持参してきたお菓子を頬張るたびに白い吐息が立ち昇っていく。
しとねは大食いであるためか、腹持ちの悪いスナック菓子系統ではなく、ほとんどがチョコレート類をチョイスしており、自分の判断は間違ってなかったと安堵していた。
先導していくプモが雪山を元気に駆ける野兎のように、くっきりとした兎の足跡を雪の上に残していく。
「これを見ると、プモのことがようやく白兎に見えてくるわ。うんうん、よかったよかった」
「本当に失礼よねえ、しとねちゃん。あたしのこと何だと思ってるわけ?」
プモは軽く後ろを見やって目を細めた。
「変態だね。うん」
しとねはきっぱりと答えたので、「しどいわあ。というか、変態ってあまりにも大きな括りになってない?」と嘆くようにプモは言った。
「にしても、遠くない?あ~あ、早く家に帰って猫を抱き寄せたいなあ」
「お、もろみかあ。俺も一度会いたいなあ、ダメだよね?」
「え~それはお店的にはご法度ですよ。プライベートではお会いしちゃダメでしょ?もう、久形さん悪い大人なんだからなあ。けどまあ、もろみを一度は見てもらいたい気持ちはあるんだよねえ。お店に連れていったら、怒られるかな?」
「うん、それは怒られるね。はあ、だよねえ。はは、ごめん」
久形は内心わかってはいたものの、しょんぼりとして軽く項垂れた。
「ったく、本当に緊張感のない人たちね!ほら、そろそろ中間地点よぉ。ちゃんと身構えておきなさいよぉ、何が待ち構えているかしらねえ」
延々と続いていた坂道が終わり、開けた土地がしとねたちを迎え入れる。
そこには古びた民家を改装したお店や由緒ある旅館、そして温泉が点在する街があった。
「ほお、これはこれは。何やら素敵な町並みですよ。硫黄の匂いもあるし、冷え切った体には我慢できないよ~」
しとねは両手をふりふりしながら涙目でプモに「休憩しようぜ」と求めたが即刻「無理に決まってるでしょ」と言われて不機嫌に口を真一文字に結んだのだった。

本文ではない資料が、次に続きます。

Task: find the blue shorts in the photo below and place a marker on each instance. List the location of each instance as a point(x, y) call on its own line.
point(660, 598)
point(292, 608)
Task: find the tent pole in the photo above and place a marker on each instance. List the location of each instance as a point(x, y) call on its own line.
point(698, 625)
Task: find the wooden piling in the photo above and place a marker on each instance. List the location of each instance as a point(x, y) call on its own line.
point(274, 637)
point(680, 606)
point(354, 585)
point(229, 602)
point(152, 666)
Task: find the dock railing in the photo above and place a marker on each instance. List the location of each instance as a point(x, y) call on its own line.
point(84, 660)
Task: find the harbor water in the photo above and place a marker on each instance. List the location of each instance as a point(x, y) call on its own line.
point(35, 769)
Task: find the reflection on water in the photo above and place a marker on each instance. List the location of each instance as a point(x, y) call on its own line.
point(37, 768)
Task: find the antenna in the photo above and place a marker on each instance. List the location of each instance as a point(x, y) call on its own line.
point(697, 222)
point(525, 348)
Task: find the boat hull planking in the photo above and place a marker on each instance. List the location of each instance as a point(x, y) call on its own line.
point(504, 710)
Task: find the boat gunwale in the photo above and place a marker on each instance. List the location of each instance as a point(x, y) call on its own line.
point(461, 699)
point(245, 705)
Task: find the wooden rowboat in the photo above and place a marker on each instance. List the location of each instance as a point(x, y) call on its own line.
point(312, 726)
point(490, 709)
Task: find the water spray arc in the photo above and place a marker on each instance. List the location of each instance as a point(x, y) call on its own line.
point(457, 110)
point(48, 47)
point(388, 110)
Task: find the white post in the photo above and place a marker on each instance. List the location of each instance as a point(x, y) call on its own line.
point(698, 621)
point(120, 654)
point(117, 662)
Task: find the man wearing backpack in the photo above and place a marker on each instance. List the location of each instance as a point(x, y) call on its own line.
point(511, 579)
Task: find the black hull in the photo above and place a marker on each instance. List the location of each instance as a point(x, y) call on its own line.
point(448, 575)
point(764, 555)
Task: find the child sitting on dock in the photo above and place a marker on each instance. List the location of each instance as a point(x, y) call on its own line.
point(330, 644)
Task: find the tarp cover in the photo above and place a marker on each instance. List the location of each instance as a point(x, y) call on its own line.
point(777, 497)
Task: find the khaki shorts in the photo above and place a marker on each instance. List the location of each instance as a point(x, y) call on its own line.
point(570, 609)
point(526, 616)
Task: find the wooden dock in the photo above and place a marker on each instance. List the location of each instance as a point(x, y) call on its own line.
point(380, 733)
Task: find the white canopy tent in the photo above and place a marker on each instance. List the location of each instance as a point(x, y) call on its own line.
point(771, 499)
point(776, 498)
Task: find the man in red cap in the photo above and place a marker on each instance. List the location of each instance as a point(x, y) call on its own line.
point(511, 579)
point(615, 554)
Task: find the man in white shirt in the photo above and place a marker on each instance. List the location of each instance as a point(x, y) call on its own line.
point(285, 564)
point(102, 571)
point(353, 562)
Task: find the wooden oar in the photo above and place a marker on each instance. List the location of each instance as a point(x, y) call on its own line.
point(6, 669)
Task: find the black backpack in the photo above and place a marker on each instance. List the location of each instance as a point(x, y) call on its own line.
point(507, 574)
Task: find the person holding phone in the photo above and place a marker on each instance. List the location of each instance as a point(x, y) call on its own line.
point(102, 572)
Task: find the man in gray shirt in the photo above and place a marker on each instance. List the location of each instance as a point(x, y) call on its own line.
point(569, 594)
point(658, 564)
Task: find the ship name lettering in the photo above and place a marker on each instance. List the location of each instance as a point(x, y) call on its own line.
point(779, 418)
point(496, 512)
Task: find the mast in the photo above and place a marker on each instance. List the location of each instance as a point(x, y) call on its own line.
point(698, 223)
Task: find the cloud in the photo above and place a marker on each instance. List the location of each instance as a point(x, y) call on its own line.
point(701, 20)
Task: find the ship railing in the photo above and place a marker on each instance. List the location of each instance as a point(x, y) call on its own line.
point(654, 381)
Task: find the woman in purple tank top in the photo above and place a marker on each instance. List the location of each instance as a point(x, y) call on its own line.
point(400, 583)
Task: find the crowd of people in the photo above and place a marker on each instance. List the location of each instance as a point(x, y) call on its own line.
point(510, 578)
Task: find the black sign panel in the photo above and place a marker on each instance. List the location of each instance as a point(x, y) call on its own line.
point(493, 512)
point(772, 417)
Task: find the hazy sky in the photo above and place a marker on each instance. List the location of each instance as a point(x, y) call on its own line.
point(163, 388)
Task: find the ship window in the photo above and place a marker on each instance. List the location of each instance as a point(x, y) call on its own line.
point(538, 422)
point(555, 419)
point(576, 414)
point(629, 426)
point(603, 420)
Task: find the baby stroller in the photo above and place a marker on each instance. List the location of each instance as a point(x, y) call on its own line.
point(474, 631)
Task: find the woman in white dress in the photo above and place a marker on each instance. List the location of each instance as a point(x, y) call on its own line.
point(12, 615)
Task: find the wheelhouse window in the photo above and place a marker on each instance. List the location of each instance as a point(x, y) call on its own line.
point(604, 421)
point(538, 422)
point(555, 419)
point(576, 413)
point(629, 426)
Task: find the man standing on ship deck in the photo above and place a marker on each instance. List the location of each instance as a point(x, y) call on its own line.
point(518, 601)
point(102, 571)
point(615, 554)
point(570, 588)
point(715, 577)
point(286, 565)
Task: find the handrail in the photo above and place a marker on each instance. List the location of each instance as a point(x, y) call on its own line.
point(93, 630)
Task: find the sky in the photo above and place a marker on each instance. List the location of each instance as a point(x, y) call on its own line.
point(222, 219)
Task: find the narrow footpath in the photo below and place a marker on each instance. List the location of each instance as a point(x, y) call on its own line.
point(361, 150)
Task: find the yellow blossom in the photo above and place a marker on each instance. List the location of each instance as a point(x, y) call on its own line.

「しとねちゃん、確かにここは現実世界で言うと、氷笏川温泉街になるみたいだけどぉ、そんな呑気に温泉でも浸かって日本酒で一杯やろうなんて時間はないのよ!ほら、見てごらんなさい。見覚えのある方々が向こうでお待ちのようよ」
プモが指し示す先を見やると、しとねは明らかに嫌悪感を露にして「うげええ」とベロを出した。
巨漢な怪力レスラーのような男と、シャツ姿の細くてやや顔色が悪い若者。
全くもって釣り合わない二人がしとねたちが着用している白のダビゴスとは対照的な色合いの、黒のコスチューム姿で待ち構えていた。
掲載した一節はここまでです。